PPC’s Guide to Cash, Tax, and Other Bases of Accounting gives you clear guidance on financial statements prepared using a special purpose framework. As we can see from this expanded accounting equation, Assets accounts increase on the debit side and decrease on the credit side. This becomes easier to understand as you become familiar with the normal balance of an account. If management does have a plan to sell assets, seek additional financing, start selling a new gizmo, or raise money with new stock issuances, you’ll need to evaluate it. Auditors are required to be conservative, so it is certainly possible, although unlikely, that the plan will work.


That means the auditor could determine that the business you’re evaluating is likely to continue operating as a going concern even if there are substantial problems. Management’s plan could include borrowing more money to kick the can down the road, selling assets or subsidiaries to raise cash, raising money through new capital contributions, or reducing or delaying planned expenses. An entity has borrowings of $10m which became immediately repayable in full on 31 March 20X2.
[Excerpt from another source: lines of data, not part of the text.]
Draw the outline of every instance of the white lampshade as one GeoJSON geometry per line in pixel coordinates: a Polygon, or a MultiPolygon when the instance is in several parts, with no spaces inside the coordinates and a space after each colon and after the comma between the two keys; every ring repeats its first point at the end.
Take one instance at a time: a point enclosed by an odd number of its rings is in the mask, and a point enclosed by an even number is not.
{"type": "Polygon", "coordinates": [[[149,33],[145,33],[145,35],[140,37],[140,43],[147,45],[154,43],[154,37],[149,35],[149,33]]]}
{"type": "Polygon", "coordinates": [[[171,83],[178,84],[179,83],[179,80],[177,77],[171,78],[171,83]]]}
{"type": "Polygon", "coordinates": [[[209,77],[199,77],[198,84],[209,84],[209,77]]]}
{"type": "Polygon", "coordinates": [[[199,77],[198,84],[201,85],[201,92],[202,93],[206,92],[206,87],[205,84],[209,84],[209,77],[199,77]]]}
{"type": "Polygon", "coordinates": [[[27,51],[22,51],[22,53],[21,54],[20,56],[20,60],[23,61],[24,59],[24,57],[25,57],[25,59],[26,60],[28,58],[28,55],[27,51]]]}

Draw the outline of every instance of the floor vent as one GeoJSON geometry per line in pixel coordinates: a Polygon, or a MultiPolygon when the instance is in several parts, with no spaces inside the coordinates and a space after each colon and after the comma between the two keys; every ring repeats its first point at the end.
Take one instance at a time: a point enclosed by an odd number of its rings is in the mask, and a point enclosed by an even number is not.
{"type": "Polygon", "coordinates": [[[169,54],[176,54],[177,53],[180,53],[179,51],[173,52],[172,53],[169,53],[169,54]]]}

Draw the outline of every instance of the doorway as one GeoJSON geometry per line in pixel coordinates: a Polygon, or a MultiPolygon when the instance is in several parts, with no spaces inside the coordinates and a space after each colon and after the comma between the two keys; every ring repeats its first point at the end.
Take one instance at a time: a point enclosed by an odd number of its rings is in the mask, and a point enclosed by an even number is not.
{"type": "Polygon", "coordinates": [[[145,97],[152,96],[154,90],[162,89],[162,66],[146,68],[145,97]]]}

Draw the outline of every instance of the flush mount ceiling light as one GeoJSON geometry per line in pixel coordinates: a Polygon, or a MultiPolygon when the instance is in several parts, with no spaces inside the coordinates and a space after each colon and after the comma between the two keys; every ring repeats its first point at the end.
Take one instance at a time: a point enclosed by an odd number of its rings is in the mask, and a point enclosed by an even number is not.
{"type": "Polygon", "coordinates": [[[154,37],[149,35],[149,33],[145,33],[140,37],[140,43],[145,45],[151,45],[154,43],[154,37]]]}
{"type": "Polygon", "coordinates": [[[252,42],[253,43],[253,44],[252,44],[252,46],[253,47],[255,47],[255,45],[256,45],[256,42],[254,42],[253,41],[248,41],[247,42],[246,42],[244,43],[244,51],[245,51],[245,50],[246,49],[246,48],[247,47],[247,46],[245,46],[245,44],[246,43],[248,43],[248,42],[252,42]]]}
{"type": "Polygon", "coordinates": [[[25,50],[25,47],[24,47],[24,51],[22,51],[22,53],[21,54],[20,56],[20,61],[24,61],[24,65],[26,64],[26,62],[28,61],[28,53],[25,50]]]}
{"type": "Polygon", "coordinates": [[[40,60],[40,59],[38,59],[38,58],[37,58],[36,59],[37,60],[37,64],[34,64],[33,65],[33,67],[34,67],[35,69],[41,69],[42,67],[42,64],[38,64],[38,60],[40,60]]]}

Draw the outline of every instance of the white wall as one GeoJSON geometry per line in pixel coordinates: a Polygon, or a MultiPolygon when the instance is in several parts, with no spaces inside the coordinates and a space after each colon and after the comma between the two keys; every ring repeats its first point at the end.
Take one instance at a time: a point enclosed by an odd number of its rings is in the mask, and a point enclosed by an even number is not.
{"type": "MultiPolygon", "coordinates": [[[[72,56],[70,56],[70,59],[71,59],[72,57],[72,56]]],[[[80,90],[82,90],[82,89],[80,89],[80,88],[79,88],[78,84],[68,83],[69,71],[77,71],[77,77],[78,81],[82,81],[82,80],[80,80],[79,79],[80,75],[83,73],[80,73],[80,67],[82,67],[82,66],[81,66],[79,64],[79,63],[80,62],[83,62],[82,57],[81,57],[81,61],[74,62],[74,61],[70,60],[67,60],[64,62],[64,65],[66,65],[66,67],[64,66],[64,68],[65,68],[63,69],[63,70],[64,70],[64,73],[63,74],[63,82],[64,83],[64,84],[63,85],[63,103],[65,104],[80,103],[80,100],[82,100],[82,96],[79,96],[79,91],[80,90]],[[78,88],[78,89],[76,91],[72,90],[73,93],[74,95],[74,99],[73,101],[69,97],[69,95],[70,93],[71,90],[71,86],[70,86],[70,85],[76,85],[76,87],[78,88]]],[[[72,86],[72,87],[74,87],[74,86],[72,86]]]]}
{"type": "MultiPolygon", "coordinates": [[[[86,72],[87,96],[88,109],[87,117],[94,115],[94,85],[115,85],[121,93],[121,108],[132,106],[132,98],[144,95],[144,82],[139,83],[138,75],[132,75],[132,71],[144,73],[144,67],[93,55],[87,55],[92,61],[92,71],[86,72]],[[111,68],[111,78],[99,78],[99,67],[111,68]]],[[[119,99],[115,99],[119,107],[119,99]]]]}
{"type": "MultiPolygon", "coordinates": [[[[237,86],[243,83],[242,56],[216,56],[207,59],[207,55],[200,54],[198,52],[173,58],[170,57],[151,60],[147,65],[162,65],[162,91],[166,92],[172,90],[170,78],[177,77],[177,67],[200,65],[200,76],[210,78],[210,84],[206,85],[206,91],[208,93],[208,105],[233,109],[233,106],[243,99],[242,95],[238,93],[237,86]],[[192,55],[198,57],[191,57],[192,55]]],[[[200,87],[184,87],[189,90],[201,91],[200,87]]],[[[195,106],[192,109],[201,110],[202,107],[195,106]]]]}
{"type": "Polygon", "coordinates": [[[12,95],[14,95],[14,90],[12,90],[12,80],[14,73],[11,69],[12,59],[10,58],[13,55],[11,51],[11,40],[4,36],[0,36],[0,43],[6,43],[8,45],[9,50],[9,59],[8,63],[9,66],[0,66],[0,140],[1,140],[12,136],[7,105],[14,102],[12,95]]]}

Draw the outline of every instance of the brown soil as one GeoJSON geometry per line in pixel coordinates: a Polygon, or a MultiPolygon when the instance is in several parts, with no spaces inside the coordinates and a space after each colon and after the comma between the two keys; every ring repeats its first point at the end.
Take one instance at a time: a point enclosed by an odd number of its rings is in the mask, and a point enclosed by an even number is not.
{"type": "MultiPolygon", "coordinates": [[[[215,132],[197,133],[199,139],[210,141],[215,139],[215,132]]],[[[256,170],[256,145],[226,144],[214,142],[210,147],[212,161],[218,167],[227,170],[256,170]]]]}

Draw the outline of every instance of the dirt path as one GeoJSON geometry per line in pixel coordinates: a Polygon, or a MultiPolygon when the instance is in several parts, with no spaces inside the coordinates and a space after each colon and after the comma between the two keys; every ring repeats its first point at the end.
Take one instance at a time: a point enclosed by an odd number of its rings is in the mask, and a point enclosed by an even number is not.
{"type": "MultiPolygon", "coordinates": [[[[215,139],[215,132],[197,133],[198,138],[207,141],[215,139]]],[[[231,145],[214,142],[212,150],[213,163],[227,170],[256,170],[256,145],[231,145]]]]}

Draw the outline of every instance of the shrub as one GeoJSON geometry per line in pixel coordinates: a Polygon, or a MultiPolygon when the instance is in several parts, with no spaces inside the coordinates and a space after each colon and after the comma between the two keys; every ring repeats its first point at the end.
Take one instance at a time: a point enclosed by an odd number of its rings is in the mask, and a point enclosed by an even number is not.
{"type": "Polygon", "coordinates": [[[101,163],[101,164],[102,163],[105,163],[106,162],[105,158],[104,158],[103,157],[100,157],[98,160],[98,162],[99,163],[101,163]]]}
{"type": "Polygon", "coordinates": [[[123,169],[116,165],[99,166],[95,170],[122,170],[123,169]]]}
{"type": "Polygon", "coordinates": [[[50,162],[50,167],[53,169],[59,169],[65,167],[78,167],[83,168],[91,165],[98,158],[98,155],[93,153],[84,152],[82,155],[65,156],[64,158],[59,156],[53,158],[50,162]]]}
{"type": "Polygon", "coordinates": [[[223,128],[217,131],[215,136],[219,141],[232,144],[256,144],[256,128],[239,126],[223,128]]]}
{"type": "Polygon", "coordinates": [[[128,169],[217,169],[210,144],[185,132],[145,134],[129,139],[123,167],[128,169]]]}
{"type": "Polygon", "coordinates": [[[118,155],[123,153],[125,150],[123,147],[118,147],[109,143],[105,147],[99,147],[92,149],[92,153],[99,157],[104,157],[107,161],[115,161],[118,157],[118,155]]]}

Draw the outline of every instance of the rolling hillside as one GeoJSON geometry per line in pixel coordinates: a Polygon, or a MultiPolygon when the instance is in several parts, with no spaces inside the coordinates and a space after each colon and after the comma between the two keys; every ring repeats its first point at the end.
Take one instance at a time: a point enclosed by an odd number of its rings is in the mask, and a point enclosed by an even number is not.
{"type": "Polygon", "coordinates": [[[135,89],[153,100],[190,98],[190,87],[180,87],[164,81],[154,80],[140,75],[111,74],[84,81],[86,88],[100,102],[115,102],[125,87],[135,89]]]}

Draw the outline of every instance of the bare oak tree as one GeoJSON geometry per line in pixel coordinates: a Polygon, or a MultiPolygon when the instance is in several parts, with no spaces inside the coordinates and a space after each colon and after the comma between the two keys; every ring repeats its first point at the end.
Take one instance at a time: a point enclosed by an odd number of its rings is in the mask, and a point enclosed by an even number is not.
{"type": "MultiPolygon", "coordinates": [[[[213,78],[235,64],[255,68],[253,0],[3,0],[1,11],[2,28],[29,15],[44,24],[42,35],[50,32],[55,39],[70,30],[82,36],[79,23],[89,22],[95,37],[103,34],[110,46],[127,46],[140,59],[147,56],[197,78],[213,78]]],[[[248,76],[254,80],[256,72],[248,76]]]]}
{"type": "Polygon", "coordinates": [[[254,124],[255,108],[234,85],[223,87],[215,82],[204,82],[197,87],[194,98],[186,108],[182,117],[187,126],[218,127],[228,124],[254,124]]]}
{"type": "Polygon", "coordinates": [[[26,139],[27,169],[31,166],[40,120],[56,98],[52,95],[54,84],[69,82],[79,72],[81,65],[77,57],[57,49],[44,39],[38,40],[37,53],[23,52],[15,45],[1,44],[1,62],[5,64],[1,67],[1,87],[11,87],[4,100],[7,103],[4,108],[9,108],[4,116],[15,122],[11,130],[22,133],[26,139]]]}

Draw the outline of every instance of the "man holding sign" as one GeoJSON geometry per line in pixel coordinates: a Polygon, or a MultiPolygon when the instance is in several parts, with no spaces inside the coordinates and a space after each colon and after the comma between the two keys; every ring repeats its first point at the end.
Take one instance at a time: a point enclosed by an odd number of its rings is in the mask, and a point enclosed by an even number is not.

By making this assumption, the accountant is justified in deferring the recognition of certain expenses until a later period, when the entity will presumably still be in business and using its assets in the most effective manner possible. Therefore, when serving business clients, it is important that accounting professionals have the right framework to ensure that proper financial reporting procedures are in place to help with accounting assumptions. As you also learned in Introduction to Financial Statements, https://simple-accounting.org/ the accounting equation represents the balance sheet and shows the relationship between assets, liabilities, and owners’ equity (for sole proprietorships/individuals) or common stock (for companies). In Introduction to Financial Statements, we addressed the owner’s value in the firm as capital or owner’s equity. The primary reason for this distinction is that the typical company can have several to thousands of owners, and the financial statements for corporations require a greater amount of complexity.

Since the company has provided the service, it would recognize the revenue as earned, even though cash has yet to be collected. There are situations that may arise when the auditor may request management to make an assessment, or extend their original assessment of going concern. If management refuse to make, or extend, an assessment of going concern the auditor will consider the implications for the report. An important point to emphasise at the outset is that candidates are strongly advised not to use the ‘scattergun’ approach when it comes to deciding on the audit opinion to be expressed within the auditor’s report.

This concept ignores any change in the purchasing power of the dollar due to inflation. Once an asset is recorded on the books, the value of that asset must remain at its historical cost, even if its value in the market changes. She believes this is a bargain and perceives the value to be more at $60,000 in the current market. Even though Lynn feels the equipment is worth $60,000, she may only record the cost she paid for the equipment of $40,000. Get step-by-step guidance on how to invest in Tesla stock and learn the ins and outs of this electric vehicle company.